Resilience Amidst Volatility: Diminished Sensitivity to Global Rates
In recent months, the global interest rate landscape has been tumultuous, particularly affecting longer-term government bonds. While yields on 10-year US Treasuries are rebounding from a 16-year high of 5 percent in October, interest rate movements in other advanced economies have been similarly pronounced.
However, amidst this volatility, major emerging markets have demonstrated notable resilience. IMF’s latest Global Financial Stability Report reveals that the sensitivity of the 10-year sovereign yield of Latin American and Asian emerging markets to US interest rates has significantly diminished compared to the taper tantrum in 2013.
Global Interest Rate: Factors Driving Resilience
This reduced sensitivity can be partly attributed to the divergence in monetary policies between advanced economies and emerging markets’ central banks over the past two years. Nevertheless, it challenges prior findings suggesting substantial spillovers from advanced economies’ interest rates to emerging markets. Notably, major emerging markets, particularly in Asia, have proven to be more insulated from global interest rate volatility than historical trends might imply.
Indicators of Resilience
Several indicators highlight this resilience. Exchange rates, stock prices, and sovereign spreads in major emerging markets have experienced modest fluctuations. Crucially, foreign investors have not withdrawn from their bond markets, as observed in previous episodes of global interest rate volatility, including as recently as 2022.
Strengthened Policy Frameworks: Building Resilience
This resilience is not mere happenstance. Many emerging markets have dedicated years to fortifying their policy frameworks against external pressures. They have bolstered currency reserves, refined exchange-rate arrangements, and embraced exchange-rate flexibility. Moreover, improvements in the structure of public debt and increased confidence among domestic savers and investors in local currency assets have reduced reliance on foreign capital.
Enhanced Central Bank Independence
Additionally, major emerging markets have enhanced central bank independence and credibility, in line with IMF recommendations. Since the onset of the pandemic, central banks in these countries have implemented timely tightening measures, effectively steering inflation toward target levels.
Facing Challenges Ahead: Potential Risks
Despite these successes, policymakers in major emerging markets must remain vigilant as they face several challenges ahead. Narrowing interest rate differentials may trigger capital outflows from emerging market assets to those in advanced economies.

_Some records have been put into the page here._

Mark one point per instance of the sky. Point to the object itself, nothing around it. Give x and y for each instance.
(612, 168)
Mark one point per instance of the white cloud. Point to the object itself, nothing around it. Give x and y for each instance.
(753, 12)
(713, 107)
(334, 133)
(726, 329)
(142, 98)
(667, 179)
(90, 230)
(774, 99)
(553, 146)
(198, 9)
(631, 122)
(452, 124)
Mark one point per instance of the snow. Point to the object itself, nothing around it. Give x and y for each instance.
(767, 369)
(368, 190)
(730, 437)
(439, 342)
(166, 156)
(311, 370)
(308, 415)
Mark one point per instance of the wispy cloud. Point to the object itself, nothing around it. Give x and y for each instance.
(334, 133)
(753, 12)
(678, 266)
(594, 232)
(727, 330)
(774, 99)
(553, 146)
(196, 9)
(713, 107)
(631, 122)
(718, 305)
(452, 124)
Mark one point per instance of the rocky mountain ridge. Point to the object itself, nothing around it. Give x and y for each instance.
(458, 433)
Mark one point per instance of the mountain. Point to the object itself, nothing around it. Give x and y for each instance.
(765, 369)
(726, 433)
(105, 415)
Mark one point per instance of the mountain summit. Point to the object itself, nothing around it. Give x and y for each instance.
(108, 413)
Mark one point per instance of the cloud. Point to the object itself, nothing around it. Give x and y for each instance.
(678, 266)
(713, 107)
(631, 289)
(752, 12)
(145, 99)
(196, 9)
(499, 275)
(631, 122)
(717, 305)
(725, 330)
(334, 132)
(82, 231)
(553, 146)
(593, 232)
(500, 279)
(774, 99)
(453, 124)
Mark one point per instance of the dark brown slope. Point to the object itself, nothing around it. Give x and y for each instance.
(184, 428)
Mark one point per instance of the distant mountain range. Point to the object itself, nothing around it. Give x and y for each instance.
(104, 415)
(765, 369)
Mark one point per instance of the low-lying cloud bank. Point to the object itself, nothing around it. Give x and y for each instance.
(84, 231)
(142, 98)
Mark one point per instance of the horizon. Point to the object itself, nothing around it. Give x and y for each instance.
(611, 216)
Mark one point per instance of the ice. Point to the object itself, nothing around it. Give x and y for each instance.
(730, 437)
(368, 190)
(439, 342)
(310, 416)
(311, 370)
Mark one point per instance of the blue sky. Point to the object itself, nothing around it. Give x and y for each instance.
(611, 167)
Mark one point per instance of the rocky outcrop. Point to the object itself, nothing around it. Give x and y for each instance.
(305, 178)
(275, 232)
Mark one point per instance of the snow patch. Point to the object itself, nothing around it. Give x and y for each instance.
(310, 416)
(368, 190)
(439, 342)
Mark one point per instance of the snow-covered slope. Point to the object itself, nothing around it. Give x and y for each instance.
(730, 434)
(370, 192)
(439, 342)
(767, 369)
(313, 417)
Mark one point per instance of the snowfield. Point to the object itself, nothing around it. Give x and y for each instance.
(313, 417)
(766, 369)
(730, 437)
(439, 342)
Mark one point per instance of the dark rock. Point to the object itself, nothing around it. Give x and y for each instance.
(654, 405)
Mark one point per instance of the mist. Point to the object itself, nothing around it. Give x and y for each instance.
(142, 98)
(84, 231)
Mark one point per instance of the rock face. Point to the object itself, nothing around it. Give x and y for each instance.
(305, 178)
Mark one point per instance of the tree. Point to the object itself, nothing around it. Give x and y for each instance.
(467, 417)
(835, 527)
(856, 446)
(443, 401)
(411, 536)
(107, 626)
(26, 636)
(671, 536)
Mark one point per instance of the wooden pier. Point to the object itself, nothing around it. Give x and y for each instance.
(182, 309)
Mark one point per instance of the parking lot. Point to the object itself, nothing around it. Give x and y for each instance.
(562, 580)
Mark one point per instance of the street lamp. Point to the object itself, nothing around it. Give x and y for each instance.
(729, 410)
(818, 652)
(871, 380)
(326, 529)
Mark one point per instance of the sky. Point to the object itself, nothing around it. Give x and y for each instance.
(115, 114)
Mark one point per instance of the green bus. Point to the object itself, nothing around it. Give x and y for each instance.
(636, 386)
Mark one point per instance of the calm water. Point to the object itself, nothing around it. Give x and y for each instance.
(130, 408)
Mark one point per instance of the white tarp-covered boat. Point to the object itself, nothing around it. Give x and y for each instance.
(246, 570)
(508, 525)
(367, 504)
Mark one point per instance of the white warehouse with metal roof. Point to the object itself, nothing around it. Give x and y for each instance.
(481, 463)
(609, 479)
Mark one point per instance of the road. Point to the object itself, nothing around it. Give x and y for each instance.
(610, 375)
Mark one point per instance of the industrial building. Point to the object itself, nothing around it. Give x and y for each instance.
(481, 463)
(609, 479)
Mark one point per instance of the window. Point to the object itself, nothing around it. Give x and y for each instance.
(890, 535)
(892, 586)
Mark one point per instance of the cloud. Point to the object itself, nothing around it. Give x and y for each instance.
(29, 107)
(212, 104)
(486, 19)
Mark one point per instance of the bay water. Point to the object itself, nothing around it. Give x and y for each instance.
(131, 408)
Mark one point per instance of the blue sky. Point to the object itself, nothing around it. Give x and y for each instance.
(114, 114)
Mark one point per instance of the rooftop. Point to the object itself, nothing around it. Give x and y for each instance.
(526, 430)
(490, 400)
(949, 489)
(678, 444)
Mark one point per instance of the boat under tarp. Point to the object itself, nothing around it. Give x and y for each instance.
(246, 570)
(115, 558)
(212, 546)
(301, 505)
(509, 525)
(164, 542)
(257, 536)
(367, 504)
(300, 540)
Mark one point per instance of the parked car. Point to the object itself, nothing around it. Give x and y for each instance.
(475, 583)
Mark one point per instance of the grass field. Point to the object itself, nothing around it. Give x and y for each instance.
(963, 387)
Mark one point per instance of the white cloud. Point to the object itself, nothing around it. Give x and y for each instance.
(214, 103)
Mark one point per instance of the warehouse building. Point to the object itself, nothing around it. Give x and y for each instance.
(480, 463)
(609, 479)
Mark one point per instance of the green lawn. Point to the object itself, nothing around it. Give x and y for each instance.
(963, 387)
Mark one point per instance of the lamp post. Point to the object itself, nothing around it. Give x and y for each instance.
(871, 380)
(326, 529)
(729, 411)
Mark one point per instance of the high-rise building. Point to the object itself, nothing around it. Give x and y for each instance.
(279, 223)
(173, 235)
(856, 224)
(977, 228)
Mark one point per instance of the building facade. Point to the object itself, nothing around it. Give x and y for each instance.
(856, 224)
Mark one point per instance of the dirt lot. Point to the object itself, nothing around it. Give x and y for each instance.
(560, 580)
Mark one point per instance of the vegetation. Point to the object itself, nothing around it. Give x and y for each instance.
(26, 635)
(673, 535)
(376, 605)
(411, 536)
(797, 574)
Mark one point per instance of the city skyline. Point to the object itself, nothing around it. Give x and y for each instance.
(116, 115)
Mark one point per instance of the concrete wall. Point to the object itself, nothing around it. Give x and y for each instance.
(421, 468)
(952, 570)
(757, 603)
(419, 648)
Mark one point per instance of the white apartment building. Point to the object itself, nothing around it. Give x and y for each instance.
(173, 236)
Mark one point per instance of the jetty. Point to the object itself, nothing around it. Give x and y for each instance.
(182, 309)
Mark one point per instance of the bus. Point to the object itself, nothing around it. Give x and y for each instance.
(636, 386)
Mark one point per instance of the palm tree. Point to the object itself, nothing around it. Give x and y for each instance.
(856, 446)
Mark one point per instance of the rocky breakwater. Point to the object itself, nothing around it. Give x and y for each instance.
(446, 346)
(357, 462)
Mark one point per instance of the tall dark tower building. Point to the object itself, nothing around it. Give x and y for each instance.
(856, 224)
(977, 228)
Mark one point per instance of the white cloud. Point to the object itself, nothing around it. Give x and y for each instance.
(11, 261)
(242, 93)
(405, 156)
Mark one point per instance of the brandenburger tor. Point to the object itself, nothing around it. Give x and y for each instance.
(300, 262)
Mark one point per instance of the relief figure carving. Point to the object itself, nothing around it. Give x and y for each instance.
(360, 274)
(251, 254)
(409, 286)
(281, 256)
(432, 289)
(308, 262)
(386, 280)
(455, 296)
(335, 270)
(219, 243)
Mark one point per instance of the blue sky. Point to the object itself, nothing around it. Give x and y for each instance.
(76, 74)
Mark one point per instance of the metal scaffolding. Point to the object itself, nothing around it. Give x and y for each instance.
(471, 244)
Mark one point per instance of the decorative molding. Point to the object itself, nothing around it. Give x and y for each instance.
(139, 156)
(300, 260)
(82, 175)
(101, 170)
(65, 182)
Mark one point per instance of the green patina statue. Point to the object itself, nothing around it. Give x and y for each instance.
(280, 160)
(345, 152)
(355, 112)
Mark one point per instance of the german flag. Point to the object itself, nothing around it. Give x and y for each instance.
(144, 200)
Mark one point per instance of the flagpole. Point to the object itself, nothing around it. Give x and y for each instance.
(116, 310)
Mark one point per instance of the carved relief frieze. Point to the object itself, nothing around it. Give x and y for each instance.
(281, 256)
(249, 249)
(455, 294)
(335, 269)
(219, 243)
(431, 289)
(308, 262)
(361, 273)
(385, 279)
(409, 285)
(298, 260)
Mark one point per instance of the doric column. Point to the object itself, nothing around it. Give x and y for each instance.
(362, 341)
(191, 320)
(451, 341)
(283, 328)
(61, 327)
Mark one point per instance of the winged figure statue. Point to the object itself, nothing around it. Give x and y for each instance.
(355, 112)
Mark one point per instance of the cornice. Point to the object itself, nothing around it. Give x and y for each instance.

Quantitative tightening by major advanced economies could further dampen emerging market capital flows. Moreover, volatile global interest rates, influenced by investors’ reactions to central banks’ data dependency, pose risks to emerging market asset prices.
A projected slowdown in emerging markets, as indicated by the latest World Economic Outlook update, could compound these challenges, particularly through financial channels. Frontier emerging markets and lower-income countries face even greater hurdles due to limited external financing and high borrowing costs.
Opportunities Amidst Challenges: Growth Potential
Nevertheless, amidst these challenges lie opportunities for emerging markets. Expected growth rates remain higher than those of advanced economies, and capital flows to stock and bond markets continue to be robust. Furthermore, policy frameworks are continually improving.
Strategies for the Future: Maintaining Credibility
To navigate through these challenges, emerging markets should maintain their policy credibility, commit to inflation targeting, and remain vigilant in the face of global interest rate volatility. Implementing macroeconomic tools such as currency intervention and macroprudential measures will be crucial. Frontier economies and low-income countries should strengthen engagement with creditors and rebuild financial buffers to regain access to global capital. Ultimately, countries with credible fiscal plans and monetary policy frameworks will be better positioned to weather periods of global interest rate volatility.